Endocrine Abstracts

Background: The adrenal incidentalomas (AI), adrenal masses ≥10 mm in diameter incidentally detected, have increased their prevalence due to technological advances in imaging. The adrenalectomy is indicated in functioning adrenal tumors and in cases suspected of malignancy.

Objectives: To analyze the characteristics of patients with AI and to evaluate the clinical outcome, in terms of evolution toward hypersecretion and significant growth, during follow-up over 5 years.

Methods: Observational, descriptive and retrospective study of patients with AI observed in our Department between January and October 2013.

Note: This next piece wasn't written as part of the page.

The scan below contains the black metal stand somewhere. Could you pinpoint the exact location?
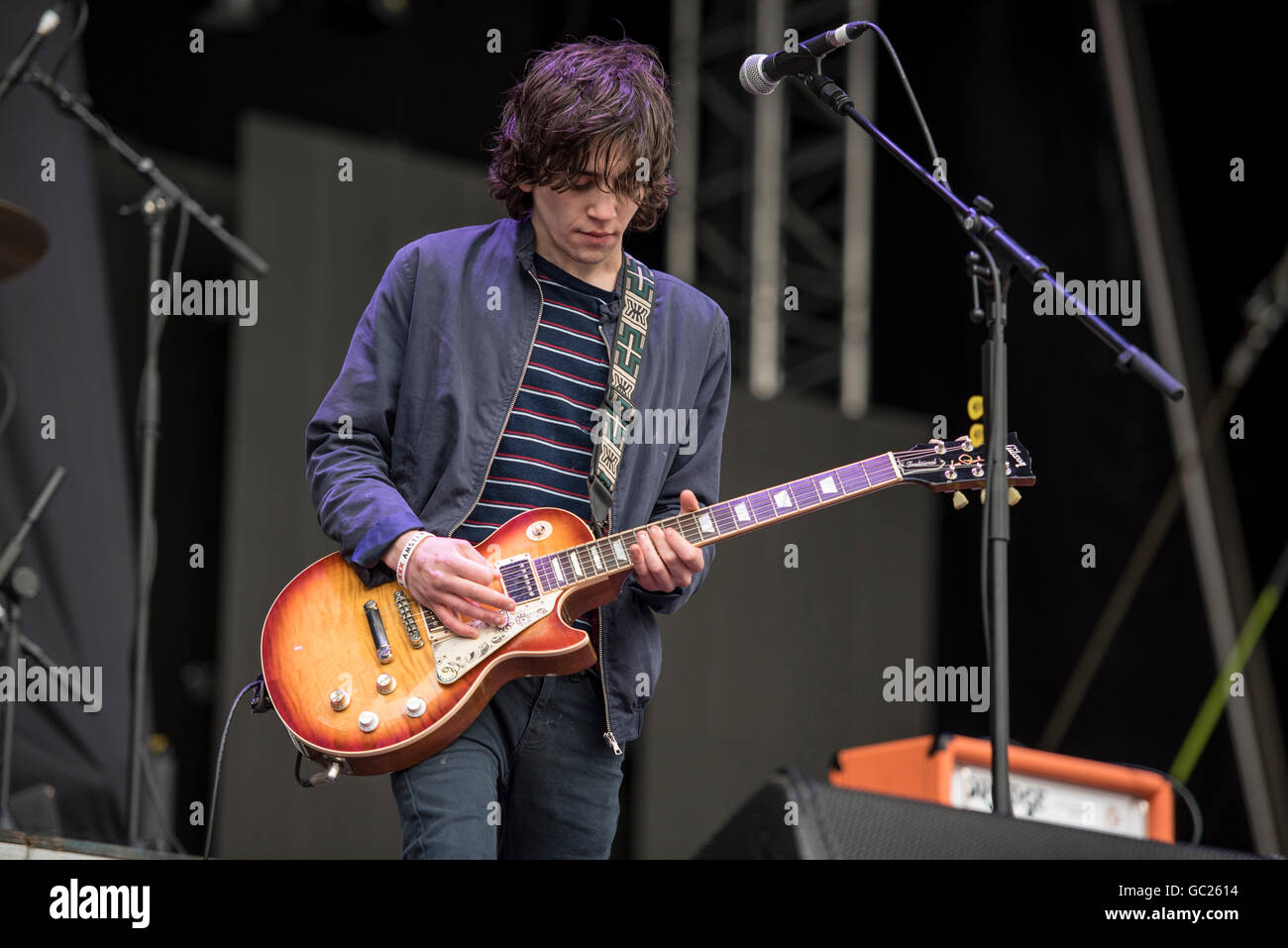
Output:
[25,65,268,846]
[0,467,67,829]
[799,72,1185,815]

Results: Among the 64 included patients, 57.8% were female and the mean age of diagnosis was 58.6±11.8 years. The median diameter of AI was 25 mm (range 10–85 mm). The most of AI (76.6%) had a diameter ≤30 mm and six AI had a diameter ≥40 mm. Of these six, two showed imaging features of adrenal myelolipomas (40–50 mm) and of the remaining four (diameter>50 mm) three were pheochromocytomas and the last one was a probable metastatic disease. The functionality evaluation revealed that 50 (78.1%) patients had non-functional masses, the subclinical Cushing’s syndrome (SCS) was diagnosed in three (4.7%), pheochromocytoma in another three, and primary hyperaldosteronism in one case (1.6%). The median time of follow-up was 19 months, range 4–109 months. After 3 years of follow-up, one patient had a significant growth of AI (10 mm) and two acquired autonomous cortisol secretion (SCS). Eight patients (12.5%) were oriented to surgical treatment, namely due to functionality (n=5), structural changes (n=2) and significant growth (n=1).

Conclusion: Excluding myelolipomas, the AI ≥4 cm in diameter corresponded to hormonally active or malignant lesions, so adrenalectomy in these tumors seems undeniable. The percentage of AI which grew significantly and became active was low, therefore it’s surely questionable the relevance of the long term follow-up of these patients.